Strangely, I also knew that Disney World was technically its own city. When my sister and I talked about it (which was all the time), my dad loved to throw out this random bit of trivia. I recently remembered this fun fact all over again as an adult. When Googling to confirm, I found out that not only is Disney World, indeed, its own city, but it has a fascinating origin story and even its own government!

According to Chad D. Emerson’s article on the history of Disney World’s development and the creation of Reedy Creek Improvement District in Florida State University’s Law Review, the story goes like this: After the success of Disneyland, Walt Disney was looking for a site in Florida to host a new year-round theme park. Disney and his team had stringent criteria for the land (i.e. it had to be large, near a major new highway system, relatively inexpensive), and it seemed that the only place that would work in was Orlando.

So Disney and his business partners established five Florida-based corporations to discreetly purchase 27,000 acres of land for $5 million in 1965 (this translates to roughly $40 million in today’s dollars—a real bargain!). They didn’t want anyone to know Disney was planning anything for the region.

However, when it came time to plan and budget, Disney and his team found that, because the land was split across two counties (Orange and Osceola), they would need to deal with two different local governments during the project. After Disneyland opened, the team felt a development frenzy in Anaheim tarnished the park experience. So, for the Florida project, they kept a list of factors to help remain autonomous from tax liability, possible red tape from ordinances, and concern over the land being annexed by Orlando. The team decided that the best way to circumvent bureaucratic red tape was to ask the state government if they could create Disney’s own self-regulating municipality within a special district.

It took a couple of years and legislative work, but in 1966, the Reedy Creek Improvement District (RCID) was created, housing the cities of Bay Lake (where the theme parks are) and Reedy Creek (now known as Lake Buena Vista, where Downtown Disney and the park hotels are). The improvement district would have its own land regulation, building codes, water control, waste treatment, infrastructure, utilities, fire department, and the like. RCID only really needed to work with the local counties on tax issues and policing.

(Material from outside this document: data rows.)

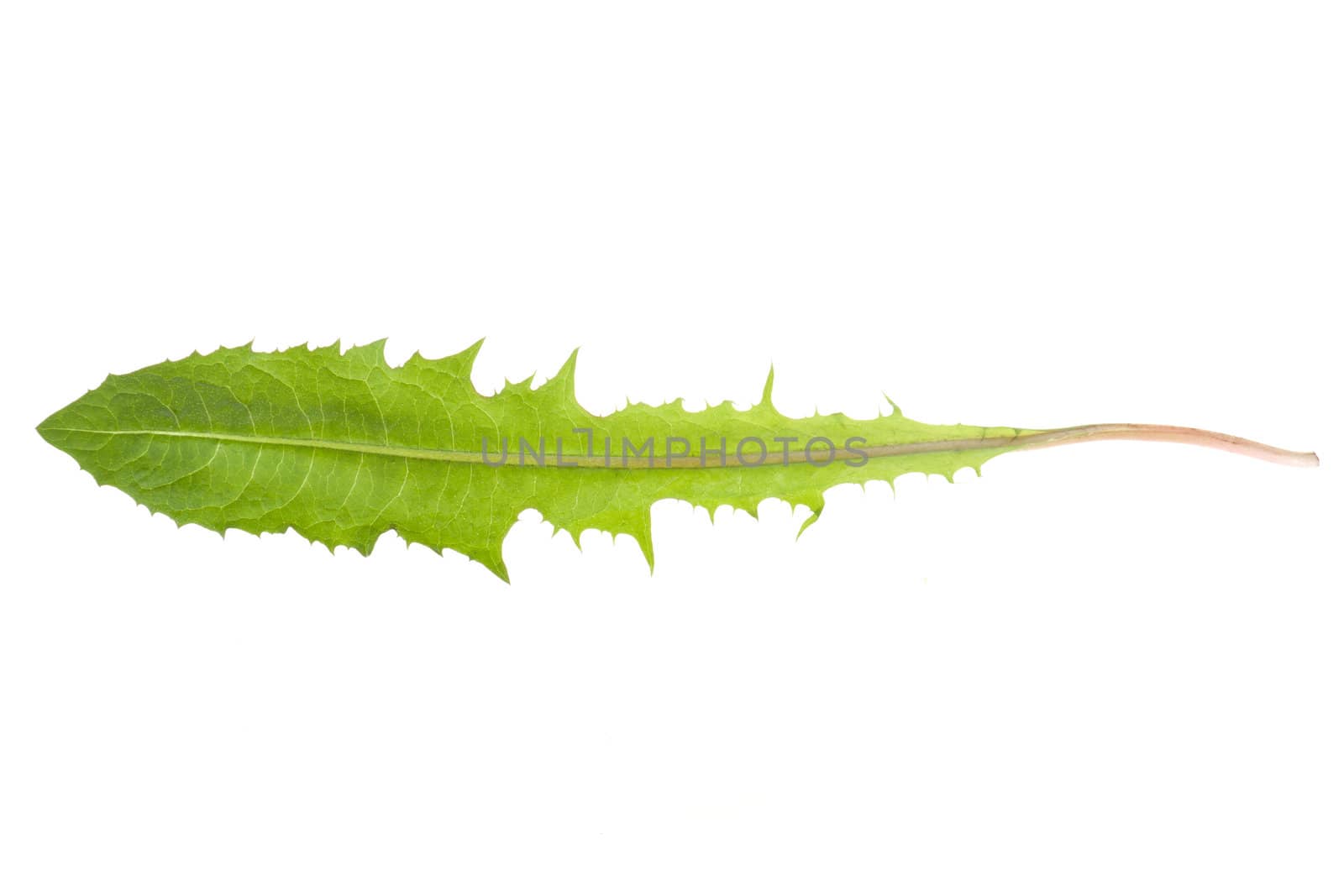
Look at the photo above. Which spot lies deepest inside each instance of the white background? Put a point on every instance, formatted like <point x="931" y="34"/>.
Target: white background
<point x="1099" y="669"/>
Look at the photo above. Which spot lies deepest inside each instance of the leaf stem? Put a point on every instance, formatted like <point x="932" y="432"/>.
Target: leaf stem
<point x="1182" y="434"/>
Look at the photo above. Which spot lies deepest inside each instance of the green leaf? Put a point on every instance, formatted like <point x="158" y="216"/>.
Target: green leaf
<point x="342" y="448"/>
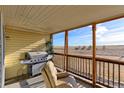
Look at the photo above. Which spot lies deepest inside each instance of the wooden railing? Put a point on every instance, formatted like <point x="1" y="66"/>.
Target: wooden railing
<point x="110" y="73"/>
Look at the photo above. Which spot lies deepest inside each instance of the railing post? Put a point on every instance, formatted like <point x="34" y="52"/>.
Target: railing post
<point x="66" y="51"/>
<point x="94" y="54"/>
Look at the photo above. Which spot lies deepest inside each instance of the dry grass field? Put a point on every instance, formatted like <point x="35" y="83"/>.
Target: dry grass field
<point x="115" y="52"/>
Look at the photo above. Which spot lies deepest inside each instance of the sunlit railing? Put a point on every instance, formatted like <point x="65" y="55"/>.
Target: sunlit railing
<point x="110" y="73"/>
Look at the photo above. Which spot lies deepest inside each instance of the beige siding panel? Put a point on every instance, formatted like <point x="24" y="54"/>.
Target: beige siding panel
<point x="17" y="44"/>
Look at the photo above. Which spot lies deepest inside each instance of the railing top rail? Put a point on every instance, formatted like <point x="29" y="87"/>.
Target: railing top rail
<point x="120" y="62"/>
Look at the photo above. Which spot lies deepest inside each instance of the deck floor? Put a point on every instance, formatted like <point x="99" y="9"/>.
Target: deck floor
<point x="38" y="82"/>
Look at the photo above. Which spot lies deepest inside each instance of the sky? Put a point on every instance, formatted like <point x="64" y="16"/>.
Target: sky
<point x="108" y="33"/>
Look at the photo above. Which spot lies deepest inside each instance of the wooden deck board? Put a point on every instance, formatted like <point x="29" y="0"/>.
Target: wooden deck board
<point x="37" y="82"/>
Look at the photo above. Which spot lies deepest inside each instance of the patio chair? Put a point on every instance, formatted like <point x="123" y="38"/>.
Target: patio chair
<point x="54" y="79"/>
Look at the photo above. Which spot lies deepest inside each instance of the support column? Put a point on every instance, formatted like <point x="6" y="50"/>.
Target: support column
<point x="94" y="54"/>
<point x="66" y="51"/>
<point x="2" y="66"/>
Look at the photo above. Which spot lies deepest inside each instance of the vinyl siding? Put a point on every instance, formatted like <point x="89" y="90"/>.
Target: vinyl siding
<point x="17" y="43"/>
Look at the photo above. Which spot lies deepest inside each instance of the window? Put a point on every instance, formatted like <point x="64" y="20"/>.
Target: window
<point x="59" y="42"/>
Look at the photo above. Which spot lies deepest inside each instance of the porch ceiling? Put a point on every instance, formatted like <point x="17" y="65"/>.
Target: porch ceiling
<point x="50" y="19"/>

More than 50 years later, the Reedy Creek Improvement District is still going strong. According to an article in The Orlando Sentinel, as of 2015, the district houses 44 residents—mostly Disney employees and their children—living in two mobile-home parks. They own their mobile homes, pay Disney $75 a month to rent the lot space, and are allowed to use a gated area to watch fireworks from the Magic Kingdom. Though it’s not clear how Disney picks who becomes a resident, all residents are employees of the company.

The Reedy Creek Improvement District is governed by five members of the Board of Supervisors. In order to be a member of the Board of Supervisors, you have to own land in the district—Disney awards elected officials five acres of the property (though it’s inaccessible and not developable, notes The Orlando Sentinel). Terms are four years long.

In order to vote for board members, you have to own land in the district. For every acre you own, you get one vote (if you own less than one-half acre, you cannot vote). Since the Walt Disney company owns 17,000 acres—about two-thirds of the property—they essentially elect the board members. Many of the board members the company elects are people who have worked closely with the brand in the past. The other votes come from board members and other businesses that own land. Since no residents own land, they don’t elect board members; however, they do elect city officials.

So there you have it: Disney World’s special district allows it to be one of the most special places in the world (in terms of magic and corporate-governmental autonomy). Would you live in Bay Lake or Lake Buena Vista if you had the chance?